この致命的な欠落を照らし出すのが、セドリック・ロビンソンが提唱した人種資本主義の概念である。ロビンソンは、資本主義が単に既存の人種的差異を利用したのではなく、その発展プロセス自体が人種的な構造と不可分であり、特に近代資本主義の始動は、文字通り「アフリカ大陸の陵辱」、すなわち黒人奴隷の強制労働と彼/彼女らの身体の商品化によって駆動されたことを明らかにした。この視座なしに、資本の「加速」を語ることは、その起源と本質を見誤ることになる。

人種資本主義論は、マルクス主義の始原的蓄積論にも根源的な修正を迫る。思想家イイコ・デイらが論じるように、始原的蓄積は単なる資本主義前史の出来事ではなく、人種化された集団に対して永続的に作用する構造である。そして、そこで中心となるのは、土地や生産手段からの「プロレタリアート」の分離・疎外だけではない。奴隷の場合、問題は労働力の収奪に留まらず、身体そのものの剥奪であり、存在そのものが商品として流通し、蓄積されるという特異な形態をとった。

フランク・ワイルダーソンは、この奴隷の存在論的位置をさらに鋭く分析する。

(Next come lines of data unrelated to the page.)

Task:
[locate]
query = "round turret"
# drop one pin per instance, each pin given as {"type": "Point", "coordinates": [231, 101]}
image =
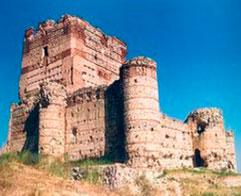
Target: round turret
{"type": "Point", "coordinates": [141, 109]}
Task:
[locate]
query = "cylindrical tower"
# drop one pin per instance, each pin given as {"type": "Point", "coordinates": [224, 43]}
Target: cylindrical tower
{"type": "Point", "coordinates": [52, 120]}
{"type": "Point", "coordinates": [141, 110]}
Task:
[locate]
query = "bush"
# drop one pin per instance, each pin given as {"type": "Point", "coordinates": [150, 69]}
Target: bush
{"type": "Point", "coordinates": [144, 185]}
{"type": "Point", "coordinates": [92, 162]}
{"type": "Point", "coordinates": [26, 158]}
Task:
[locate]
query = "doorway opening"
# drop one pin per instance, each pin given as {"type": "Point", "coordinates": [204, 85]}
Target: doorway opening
{"type": "Point", "coordinates": [198, 161]}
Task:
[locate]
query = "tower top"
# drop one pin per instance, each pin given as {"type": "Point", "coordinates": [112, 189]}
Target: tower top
{"type": "Point", "coordinates": [141, 61]}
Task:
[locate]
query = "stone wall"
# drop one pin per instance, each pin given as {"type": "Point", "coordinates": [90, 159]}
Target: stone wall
{"type": "Point", "coordinates": [93, 124]}
{"type": "Point", "coordinates": [211, 143]}
{"type": "Point", "coordinates": [85, 124]}
{"type": "Point", "coordinates": [79, 96]}
{"type": "Point", "coordinates": [69, 51]}
{"type": "Point", "coordinates": [175, 143]}
{"type": "Point", "coordinates": [23, 128]}
{"type": "Point", "coordinates": [141, 112]}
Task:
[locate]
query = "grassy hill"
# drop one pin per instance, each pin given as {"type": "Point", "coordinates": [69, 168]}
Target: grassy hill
{"type": "Point", "coordinates": [27, 174]}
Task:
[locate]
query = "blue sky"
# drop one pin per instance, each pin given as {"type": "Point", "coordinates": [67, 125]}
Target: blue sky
{"type": "Point", "coordinates": [196, 43]}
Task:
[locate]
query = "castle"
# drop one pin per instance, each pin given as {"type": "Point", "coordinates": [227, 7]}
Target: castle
{"type": "Point", "coordinates": [79, 96]}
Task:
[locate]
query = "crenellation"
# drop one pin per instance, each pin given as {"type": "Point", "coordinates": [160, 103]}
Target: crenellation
{"type": "Point", "coordinates": [79, 96]}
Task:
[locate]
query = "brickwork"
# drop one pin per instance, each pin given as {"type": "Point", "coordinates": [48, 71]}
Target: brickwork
{"type": "Point", "coordinates": [78, 96]}
{"type": "Point", "coordinates": [72, 52]}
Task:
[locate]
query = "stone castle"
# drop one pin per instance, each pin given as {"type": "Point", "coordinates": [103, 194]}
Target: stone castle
{"type": "Point", "coordinates": [79, 96]}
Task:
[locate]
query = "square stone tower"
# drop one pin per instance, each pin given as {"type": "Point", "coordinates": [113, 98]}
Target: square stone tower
{"type": "Point", "coordinates": [71, 52]}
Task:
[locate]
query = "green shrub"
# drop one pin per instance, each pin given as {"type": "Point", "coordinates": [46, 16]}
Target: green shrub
{"type": "Point", "coordinates": [209, 194]}
{"type": "Point", "coordinates": [92, 162]}
{"type": "Point", "coordinates": [93, 176]}
{"type": "Point", "coordinates": [144, 185]}
{"type": "Point", "coordinates": [28, 158]}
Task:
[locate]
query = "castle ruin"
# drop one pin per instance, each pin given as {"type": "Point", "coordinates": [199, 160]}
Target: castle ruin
{"type": "Point", "coordinates": [79, 96]}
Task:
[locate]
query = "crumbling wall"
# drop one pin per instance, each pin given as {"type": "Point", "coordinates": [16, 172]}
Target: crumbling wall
{"type": "Point", "coordinates": [175, 142]}
{"type": "Point", "coordinates": [210, 140]}
{"type": "Point", "coordinates": [23, 127]}
{"type": "Point", "coordinates": [85, 124]}
{"type": "Point", "coordinates": [52, 119]}
{"type": "Point", "coordinates": [114, 123]}
{"type": "Point", "coordinates": [141, 112]}
{"type": "Point", "coordinates": [69, 51]}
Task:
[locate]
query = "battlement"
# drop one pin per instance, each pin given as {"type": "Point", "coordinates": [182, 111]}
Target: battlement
{"type": "Point", "coordinates": [86, 95]}
{"type": "Point", "coordinates": [50, 26]}
{"type": "Point", "coordinates": [141, 61]}
{"type": "Point", "coordinates": [79, 96]}
{"type": "Point", "coordinates": [72, 52]}
{"type": "Point", "coordinates": [207, 116]}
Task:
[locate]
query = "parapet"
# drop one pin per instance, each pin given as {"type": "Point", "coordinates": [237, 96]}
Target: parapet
{"type": "Point", "coordinates": [52, 93]}
{"type": "Point", "coordinates": [141, 61]}
{"type": "Point", "coordinates": [207, 116]}
{"type": "Point", "coordinates": [65, 21]}
{"type": "Point", "coordinates": [86, 95]}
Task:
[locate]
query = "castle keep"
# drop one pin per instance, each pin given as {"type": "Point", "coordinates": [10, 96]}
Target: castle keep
{"type": "Point", "coordinates": [79, 96]}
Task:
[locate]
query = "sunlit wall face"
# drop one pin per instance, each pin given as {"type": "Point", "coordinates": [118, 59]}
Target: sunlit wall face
{"type": "Point", "coordinates": [197, 46]}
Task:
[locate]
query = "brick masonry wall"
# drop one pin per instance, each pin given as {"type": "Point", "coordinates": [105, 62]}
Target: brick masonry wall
{"type": "Point", "coordinates": [70, 51]}
{"type": "Point", "coordinates": [79, 96]}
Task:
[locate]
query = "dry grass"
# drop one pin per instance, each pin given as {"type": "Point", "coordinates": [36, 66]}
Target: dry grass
{"type": "Point", "coordinates": [24, 174]}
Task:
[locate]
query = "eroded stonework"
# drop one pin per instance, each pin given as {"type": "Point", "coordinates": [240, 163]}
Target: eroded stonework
{"type": "Point", "coordinates": [79, 96]}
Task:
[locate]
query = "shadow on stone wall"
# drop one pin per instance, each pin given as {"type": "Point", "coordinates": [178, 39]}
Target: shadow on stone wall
{"type": "Point", "coordinates": [114, 126]}
{"type": "Point", "coordinates": [31, 128]}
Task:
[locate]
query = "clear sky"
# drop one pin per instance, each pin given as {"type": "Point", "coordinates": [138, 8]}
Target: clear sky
{"type": "Point", "coordinates": [196, 43]}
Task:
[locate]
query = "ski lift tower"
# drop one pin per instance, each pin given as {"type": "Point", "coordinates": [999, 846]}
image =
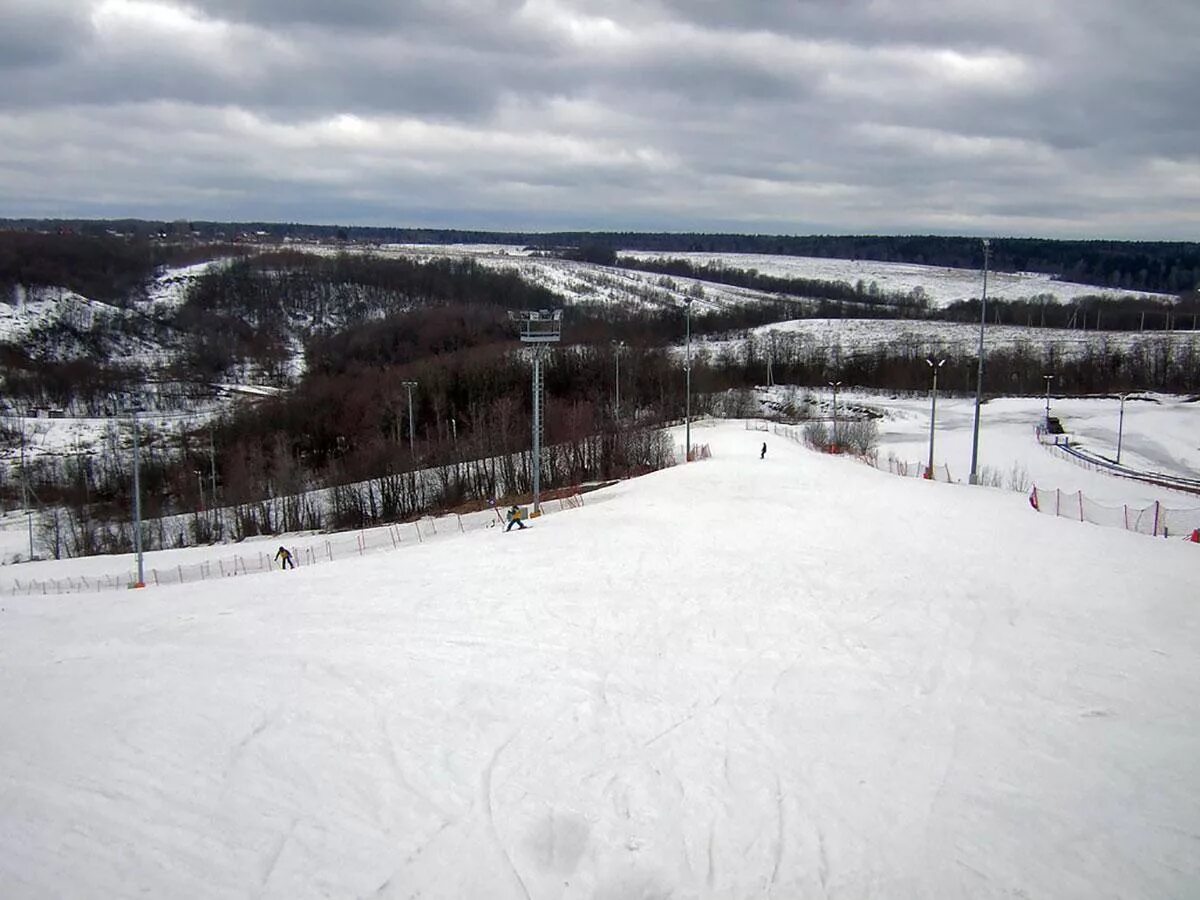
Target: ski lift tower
{"type": "Point", "coordinates": [539, 329]}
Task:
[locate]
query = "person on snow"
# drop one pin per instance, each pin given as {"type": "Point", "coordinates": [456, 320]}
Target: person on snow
{"type": "Point", "coordinates": [515, 519]}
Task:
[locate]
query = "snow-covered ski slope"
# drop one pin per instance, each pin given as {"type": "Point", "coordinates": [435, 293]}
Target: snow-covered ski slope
{"type": "Point", "coordinates": [581, 282]}
{"type": "Point", "coordinates": [793, 677]}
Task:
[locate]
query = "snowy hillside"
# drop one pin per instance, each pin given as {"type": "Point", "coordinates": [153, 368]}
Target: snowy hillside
{"type": "Point", "coordinates": [921, 339]}
{"type": "Point", "coordinates": [792, 677]}
{"type": "Point", "coordinates": [942, 286]}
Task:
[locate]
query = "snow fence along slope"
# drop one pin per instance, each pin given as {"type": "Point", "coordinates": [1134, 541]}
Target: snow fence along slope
{"type": "Point", "coordinates": [791, 677]}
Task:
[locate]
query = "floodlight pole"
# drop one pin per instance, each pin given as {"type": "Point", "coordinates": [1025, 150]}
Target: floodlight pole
{"type": "Point", "coordinates": [538, 328]}
{"type": "Point", "coordinates": [137, 503]}
{"type": "Point", "coordinates": [617, 351]}
{"type": "Point", "coordinates": [983, 323]}
{"type": "Point", "coordinates": [412, 443]}
{"type": "Point", "coordinates": [687, 415]}
{"type": "Point", "coordinates": [24, 490]}
{"type": "Point", "coordinates": [933, 414]}
{"type": "Point", "coordinates": [1121, 427]}
{"type": "Point", "coordinates": [834, 385]}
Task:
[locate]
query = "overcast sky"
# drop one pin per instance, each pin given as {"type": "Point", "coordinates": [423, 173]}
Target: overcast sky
{"type": "Point", "coordinates": [1056, 118]}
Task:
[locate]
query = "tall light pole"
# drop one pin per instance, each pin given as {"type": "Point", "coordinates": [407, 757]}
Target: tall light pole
{"type": "Point", "coordinates": [834, 385]}
{"type": "Point", "coordinates": [539, 328]}
{"type": "Point", "coordinates": [412, 444]}
{"type": "Point", "coordinates": [24, 490]}
{"type": "Point", "coordinates": [933, 414]}
{"type": "Point", "coordinates": [618, 347]}
{"type": "Point", "coordinates": [1121, 427]}
{"type": "Point", "coordinates": [687, 415]}
{"type": "Point", "coordinates": [983, 323]}
{"type": "Point", "coordinates": [771, 360]}
{"type": "Point", "coordinates": [137, 503]}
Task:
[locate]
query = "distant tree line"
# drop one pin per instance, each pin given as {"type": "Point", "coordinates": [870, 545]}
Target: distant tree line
{"type": "Point", "coordinates": [1164, 267]}
{"type": "Point", "coordinates": [100, 267]}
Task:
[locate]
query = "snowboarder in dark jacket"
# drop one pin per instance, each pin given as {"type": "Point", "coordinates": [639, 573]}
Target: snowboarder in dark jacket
{"type": "Point", "coordinates": [515, 519]}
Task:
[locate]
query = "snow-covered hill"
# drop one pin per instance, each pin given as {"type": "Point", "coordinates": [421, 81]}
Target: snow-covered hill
{"type": "Point", "coordinates": [585, 282]}
{"type": "Point", "coordinates": [793, 677]}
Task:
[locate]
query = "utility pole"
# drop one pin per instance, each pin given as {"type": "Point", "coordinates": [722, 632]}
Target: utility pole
{"type": "Point", "coordinates": [412, 444]}
{"type": "Point", "coordinates": [137, 503]}
{"type": "Point", "coordinates": [1121, 427]}
{"type": "Point", "coordinates": [834, 385]}
{"type": "Point", "coordinates": [619, 347]}
{"type": "Point", "coordinates": [983, 323]}
{"type": "Point", "coordinates": [538, 329]}
{"type": "Point", "coordinates": [687, 415]}
{"type": "Point", "coordinates": [24, 490]}
{"type": "Point", "coordinates": [933, 414]}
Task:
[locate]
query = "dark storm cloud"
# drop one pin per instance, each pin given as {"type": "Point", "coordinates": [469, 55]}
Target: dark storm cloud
{"type": "Point", "coordinates": [1071, 117]}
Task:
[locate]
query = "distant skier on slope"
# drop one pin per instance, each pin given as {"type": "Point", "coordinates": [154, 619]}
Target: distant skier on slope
{"type": "Point", "coordinates": [515, 519]}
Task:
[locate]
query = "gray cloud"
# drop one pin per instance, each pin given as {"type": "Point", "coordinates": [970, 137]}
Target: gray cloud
{"type": "Point", "coordinates": [859, 115]}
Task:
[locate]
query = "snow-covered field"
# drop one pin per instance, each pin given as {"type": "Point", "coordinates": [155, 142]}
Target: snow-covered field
{"type": "Point", "coordinates": [791, 677]}
{"type": "Point", "coordinates": [1161, 433]}
{"type": "Point", "coordinates": [583, 282]}
{"type": "Point", "coordinates": [941, 285]}
{"type": "Point", "coordinates": [919, 337]}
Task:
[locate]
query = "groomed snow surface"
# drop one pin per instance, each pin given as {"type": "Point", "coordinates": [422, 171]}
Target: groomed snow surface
{"type": "Point", "coordinates": [791, 677]}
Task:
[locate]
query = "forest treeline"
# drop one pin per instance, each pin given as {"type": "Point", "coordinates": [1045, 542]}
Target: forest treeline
{"type": "Point", "coordinates": [365, 325]}
{"type": "Point", "coordinates": [1165, 267]}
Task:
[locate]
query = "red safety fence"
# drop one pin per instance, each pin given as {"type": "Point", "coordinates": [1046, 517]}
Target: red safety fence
{"type": "Point", "coordinates": [1155, 520]}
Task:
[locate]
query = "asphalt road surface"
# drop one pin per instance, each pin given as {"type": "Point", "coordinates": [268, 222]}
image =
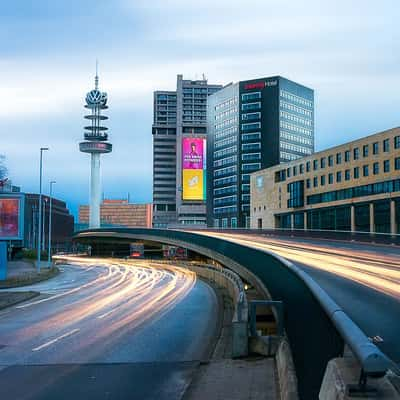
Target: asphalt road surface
{"type": "Point", "coordinates": [364, 279]}
{"type": "Point", "coordinates": [107, 330]}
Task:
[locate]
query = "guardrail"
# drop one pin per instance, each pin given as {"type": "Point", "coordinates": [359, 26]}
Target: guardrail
{"type": "Point", "coordinates": [316, 326]}
{"type": "Point", "coordinates": [234, 285]}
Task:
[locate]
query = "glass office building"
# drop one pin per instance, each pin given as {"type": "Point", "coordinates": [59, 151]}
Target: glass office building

奴隷は、近代的な市民社会や価値(人間中心主義、自由、労働)の体系を構築するための「外部」として、構造的に必要とされながら、その体系からは原理的に排除される存在である。彼/彼女らは、疎外された「労働者」ですらない。むしろ、「人間でありながら人間でない」、物(オブジェクト)と主体(サブジェクト)の境界を揺るがす、矛盾した存在として位置づけられた。彼/彼女らは、単に労働力を提供するのではなく、資本そのものであり、商品であり、投機対象であり、その存在自体が価値の源泉と見なされたのである。

黒人性という(非)主体:加速主義への歴史的応答

この人種資本主義と奴隷制の分析は、加速主義、特に左派加速主義が理論的に探求していた問いに対して、衝撃的な歴史的解答を提示する。

思想家ロナルド・ジュディが精緻に論じたように、人種資本主義下の黒人は、単なる労働力供給者ではなく、物=主体という存在論的カテゴリーに位置づけられた。黒人の身体は、それ自体が投機的価値を持つ資本であり、商品であった。この構造は、クリスティーナ・シャープが「奴隷制の後生」と呼ぶように、奴隷制廃止後も形を変えて存続している。現代においても、黒人性や黒人の文化、イメージは、メディア、音楽、スポーツ、さらには監視システムや刑務所産業複合体を通じて、絶えず収奪され、消費され、投機的な価値を生み出す対象となっている(思想家ジャレッド・セクストン)。

まさにこの歴史的経験において、左派加速主義が理論的に希求した「疎外の外側にある主体性」や「根源的に非人間的な主体のあり方」が、既に、そして否定的な形で具現化されていたのである。黒人性は、加速主義が前提としがちな「人間/資本」という単純な二項対立を、その存在自体によって中断させる。黒人は、この対立の一方の極に属するのではなく、両者を同時に、かつ相互に構成するものとして歴史的に形成されてきた。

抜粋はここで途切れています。